How Much Does a Funeral Cost?
The average cost a of a funeral can run into the thousands of dollars. Whether you have just lost a loved one, or are pre-planning a funeral, we’ll help you get a sense for some of the costs associated with a funeral so that you can prepare for what’s to come.
HOW MUCH DOES A FUNERAL COST?
The cost of a funeral can vary widely based on whether you choose to stick to the basics or make it more elaborate. “It’s no different than asking how much a wedding costs,” says Elizabeth Meyer Karansky, a licensed funeral director and co-founder of Farewelling.
According to the National Funeral Directors Association, the median cost for an adult funeral with a viewing and burial is $7,640. That breaks down like this:
Basic services fee: $2,195
Transferring remains to the funeral home: $350
Embalming and preparation of the body: $1,000
Facilities/staffing (viewing): $425
Facilities/staffing (ceremony): $500
Service car/van/hearse: $150-$340
Printed materials: $175
Burial casket: $2,500
For an adult funeral with a viewing and cremation, the average is $5,150, with a cremation casket and urn costing an additional $1,500.
HOW TO PAY FOR A FUNERAL
Planning for a funeral is a big financial decision. Here are some tips for covering the costs of a funeral and how to ensure it’s right for your needs and budget.
Plan ahead. The last thing anyone wants when planning a funeral is to be forced to scramble for funds. Some people earmark a portion of their life insurance death benefit to cover their funeral expenses. Another option is to set aside funds in a savings account so they are available when you need them. A third option is to pre-pay for a funeral. If you go this route, Karansky recommends reading the contract carefully to see if there is a lenient refund policy. That way, should you move out of the state, the funeral home closes, or you simply change your mind about the service you want, you’ll be covered.

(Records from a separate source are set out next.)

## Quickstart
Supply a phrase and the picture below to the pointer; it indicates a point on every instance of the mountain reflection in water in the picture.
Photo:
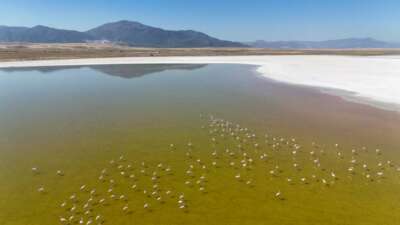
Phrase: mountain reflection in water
(123, 71)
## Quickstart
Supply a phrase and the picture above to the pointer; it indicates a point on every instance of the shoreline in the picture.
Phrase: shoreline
(371, 80)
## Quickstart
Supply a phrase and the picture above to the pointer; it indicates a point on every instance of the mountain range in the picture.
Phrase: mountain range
(330, 44)
(139, 35)
(121, 32)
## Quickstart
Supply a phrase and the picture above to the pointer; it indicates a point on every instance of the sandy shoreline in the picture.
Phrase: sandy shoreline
(369, 79)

Compare prices. Many funeral homes don’t publish their prices online. But according to the Federal Trade Commission’s Funeral Rule, funeral homes are obligated to provide pricing when you ask, along with a written, itemized price list. “There are ways to make a burial more economical, so ask for a price sheet to start the conversation,” Karansky says. “Discuss how you can work around your preferences and spend your money where it’s most important to you.”
If you are on a budget, Karansky suggests gathering somewhere that was important to the deceased, playing meaningful music and inviting guests to share special memories and photographs. “There are lots of ways to make the event significant in ways that don’t cost anything,” she says.